Assessing the cost-efficiency of environmental DNA sampling

Environmental DNA (eDNA) sampling can be a highly sensitive method for detecting aquatic taxa; however, the cost-efficiency of this technique relative to traditional methods has not been rigorously assessed. We show how methods that account for imperfect and stochastic detection can be used to (i) determine the optimal allocation of survey effort with eDNA sampling for a fixed budget (i.e. identify the optimal combination of water samples vs. site visits), and (ii) assess the cost-efficiency of eDNA sampling relative to traditional survey techniques. We illustrate this approach by comparing eDNA sampling and bottle-trapping for an exotic newt species (Lissotriton v. vulgaris) recently detected in Melbourne, Australia. Bottle traps produced much lower detection rates than eDNA sampling, but the cost-efficiency of the two methods can be similar because bottle-trapping is cheaper per sample.

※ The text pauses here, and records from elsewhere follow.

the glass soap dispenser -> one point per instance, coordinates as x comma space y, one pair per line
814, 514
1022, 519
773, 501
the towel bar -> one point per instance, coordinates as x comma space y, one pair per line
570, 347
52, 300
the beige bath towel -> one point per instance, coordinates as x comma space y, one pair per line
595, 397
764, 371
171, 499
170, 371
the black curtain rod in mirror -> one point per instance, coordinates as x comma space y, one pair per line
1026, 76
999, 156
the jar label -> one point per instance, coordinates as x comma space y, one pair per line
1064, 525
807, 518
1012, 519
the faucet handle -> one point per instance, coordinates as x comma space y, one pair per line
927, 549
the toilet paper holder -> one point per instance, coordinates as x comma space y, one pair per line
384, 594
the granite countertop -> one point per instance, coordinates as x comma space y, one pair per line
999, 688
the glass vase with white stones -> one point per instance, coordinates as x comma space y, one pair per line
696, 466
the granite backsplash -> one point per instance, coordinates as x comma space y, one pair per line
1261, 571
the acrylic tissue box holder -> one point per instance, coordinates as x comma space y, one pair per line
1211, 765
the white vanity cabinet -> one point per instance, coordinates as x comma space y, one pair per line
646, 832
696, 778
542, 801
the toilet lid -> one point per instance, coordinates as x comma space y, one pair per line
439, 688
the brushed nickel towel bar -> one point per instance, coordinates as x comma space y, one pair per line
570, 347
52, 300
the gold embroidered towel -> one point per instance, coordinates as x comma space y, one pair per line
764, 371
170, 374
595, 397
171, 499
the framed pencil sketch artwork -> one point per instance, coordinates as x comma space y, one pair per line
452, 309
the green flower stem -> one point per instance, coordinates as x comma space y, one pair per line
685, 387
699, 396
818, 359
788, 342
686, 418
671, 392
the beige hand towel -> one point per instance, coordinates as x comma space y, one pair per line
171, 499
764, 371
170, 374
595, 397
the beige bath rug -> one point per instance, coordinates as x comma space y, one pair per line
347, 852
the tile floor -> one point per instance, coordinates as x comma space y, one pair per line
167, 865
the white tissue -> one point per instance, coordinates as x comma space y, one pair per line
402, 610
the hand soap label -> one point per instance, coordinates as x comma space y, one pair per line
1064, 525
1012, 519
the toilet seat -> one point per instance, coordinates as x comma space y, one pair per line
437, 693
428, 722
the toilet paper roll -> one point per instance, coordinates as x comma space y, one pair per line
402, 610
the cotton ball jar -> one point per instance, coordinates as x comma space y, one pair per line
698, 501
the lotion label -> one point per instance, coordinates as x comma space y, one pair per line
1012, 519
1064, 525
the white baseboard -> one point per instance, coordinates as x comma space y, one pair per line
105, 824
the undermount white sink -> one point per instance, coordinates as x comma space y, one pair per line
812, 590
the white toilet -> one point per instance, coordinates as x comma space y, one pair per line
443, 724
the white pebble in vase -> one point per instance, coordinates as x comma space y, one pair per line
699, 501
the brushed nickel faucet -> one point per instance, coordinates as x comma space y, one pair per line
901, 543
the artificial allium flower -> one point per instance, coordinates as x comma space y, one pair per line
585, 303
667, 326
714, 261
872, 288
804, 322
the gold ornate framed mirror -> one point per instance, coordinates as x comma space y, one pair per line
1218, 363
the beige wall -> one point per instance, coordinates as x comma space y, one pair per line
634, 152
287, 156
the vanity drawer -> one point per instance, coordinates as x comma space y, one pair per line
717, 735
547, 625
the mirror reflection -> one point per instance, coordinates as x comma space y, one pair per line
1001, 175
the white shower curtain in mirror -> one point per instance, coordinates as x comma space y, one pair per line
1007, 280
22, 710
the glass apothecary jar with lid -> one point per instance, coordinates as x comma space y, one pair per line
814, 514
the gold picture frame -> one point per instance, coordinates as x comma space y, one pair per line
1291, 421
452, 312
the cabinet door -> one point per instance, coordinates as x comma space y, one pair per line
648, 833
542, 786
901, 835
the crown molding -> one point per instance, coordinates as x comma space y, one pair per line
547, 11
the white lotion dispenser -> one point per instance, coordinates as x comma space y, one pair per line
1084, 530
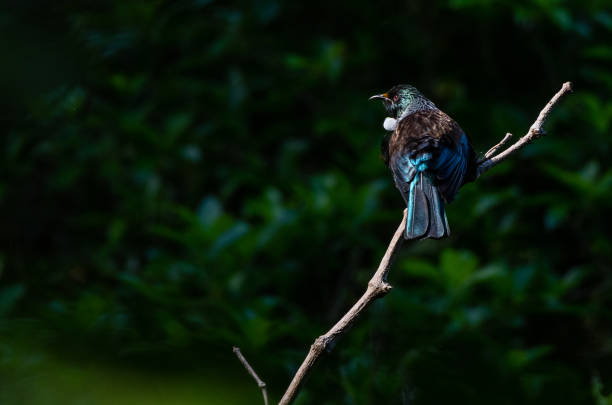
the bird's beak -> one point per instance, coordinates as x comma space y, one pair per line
384, 96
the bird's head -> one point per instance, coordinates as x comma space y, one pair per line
401, 98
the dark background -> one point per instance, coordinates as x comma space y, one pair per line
178, 177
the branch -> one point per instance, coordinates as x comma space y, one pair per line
495, 148
246, 364
534, 132
377, 287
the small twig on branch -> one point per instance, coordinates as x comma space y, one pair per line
246, 364
495, 148
534, 132
377, 287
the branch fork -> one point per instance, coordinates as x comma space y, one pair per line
378, 285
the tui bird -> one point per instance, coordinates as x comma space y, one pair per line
430, 157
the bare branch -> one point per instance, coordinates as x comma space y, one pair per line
377, 287
495, 148
246, 364
534, 132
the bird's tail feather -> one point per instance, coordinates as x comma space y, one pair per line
426, 216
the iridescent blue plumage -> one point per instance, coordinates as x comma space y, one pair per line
430, 158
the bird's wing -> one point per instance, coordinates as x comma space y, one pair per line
434, 132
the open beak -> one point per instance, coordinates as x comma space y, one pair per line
383, 96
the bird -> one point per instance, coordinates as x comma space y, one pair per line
430, 157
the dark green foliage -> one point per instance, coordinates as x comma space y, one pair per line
182, 176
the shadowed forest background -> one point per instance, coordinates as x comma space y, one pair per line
178, 177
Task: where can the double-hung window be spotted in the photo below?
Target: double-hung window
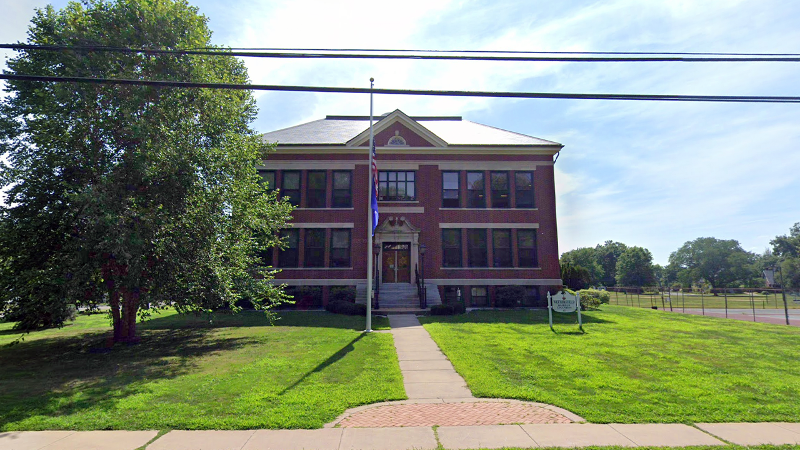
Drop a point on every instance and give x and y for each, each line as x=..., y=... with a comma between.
x=479, y=296
x=290, y=188
x=288, y=256
x=524, y=187
x=342, y=189
x=499, y=186
x=476, y=247
x=340, y=248
x=501, y=248
x=314, y=248
x=476, y=192
x=268, y=178
x=451, y=247
x=316, y=188
x=450, y=191
x=526, y=246
x=397, y=186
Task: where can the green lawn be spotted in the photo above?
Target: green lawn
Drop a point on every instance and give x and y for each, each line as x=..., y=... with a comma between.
x=235, y=373
x=631, y=366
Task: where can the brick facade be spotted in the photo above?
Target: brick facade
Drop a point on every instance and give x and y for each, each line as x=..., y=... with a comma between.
x=426, y=213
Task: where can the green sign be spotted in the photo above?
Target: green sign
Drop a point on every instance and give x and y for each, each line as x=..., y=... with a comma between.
x=564, y=302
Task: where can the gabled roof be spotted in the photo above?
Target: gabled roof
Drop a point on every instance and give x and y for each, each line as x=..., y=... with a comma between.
x=440, y=131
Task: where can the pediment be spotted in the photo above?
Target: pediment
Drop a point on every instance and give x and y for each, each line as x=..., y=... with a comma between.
x=396, y=224
x=398, y=124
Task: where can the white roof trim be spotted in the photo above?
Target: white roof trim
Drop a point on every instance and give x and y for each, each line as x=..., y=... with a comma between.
x=397, y=116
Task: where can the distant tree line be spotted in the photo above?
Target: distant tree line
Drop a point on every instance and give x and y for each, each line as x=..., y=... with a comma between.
x=706, y=261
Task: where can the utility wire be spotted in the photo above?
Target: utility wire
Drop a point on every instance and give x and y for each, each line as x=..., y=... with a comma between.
x=344, y=90
x=522, y=52
x=322, y=55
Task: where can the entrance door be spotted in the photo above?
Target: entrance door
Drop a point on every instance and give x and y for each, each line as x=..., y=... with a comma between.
x=396, y=266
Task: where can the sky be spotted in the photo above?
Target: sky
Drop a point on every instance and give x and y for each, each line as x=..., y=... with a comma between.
x=651, y=174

The relative cost-efficiency of the two sampling methods was sensitive to the available survey budget, the costs of eDNA primer/probe development and sample processing and the number of positive quantitative PCR assays (qPCRs) used to designate a water sample as positive for newt DNA. Environmental DNA sampling was more cost-efficient than bottle-trapping for small to intermediate budgets when primer/probe development and sample processing costs were low, and 1/4 or 2/4 positive qPCRs were used to label a water sample as positive for newt eDNA. However, bottle traps were generally more cost-efficient than eDNA sampling when primer/probe development and sample processing costs were high, regardless of qPCR threshold or survey budget. Traditional sampling methods may achieve lower detection probabilities compared to eDNA sampling, but the totality of costs can make eDNA sampling less efficient than traditional techniques in some circumstances. Our approach provides a quantitative framework for determining how many water samples and site visits are required to maximize detection probabilities with eDNA sampling, and can calculate the cost-efficiency of any sampling method.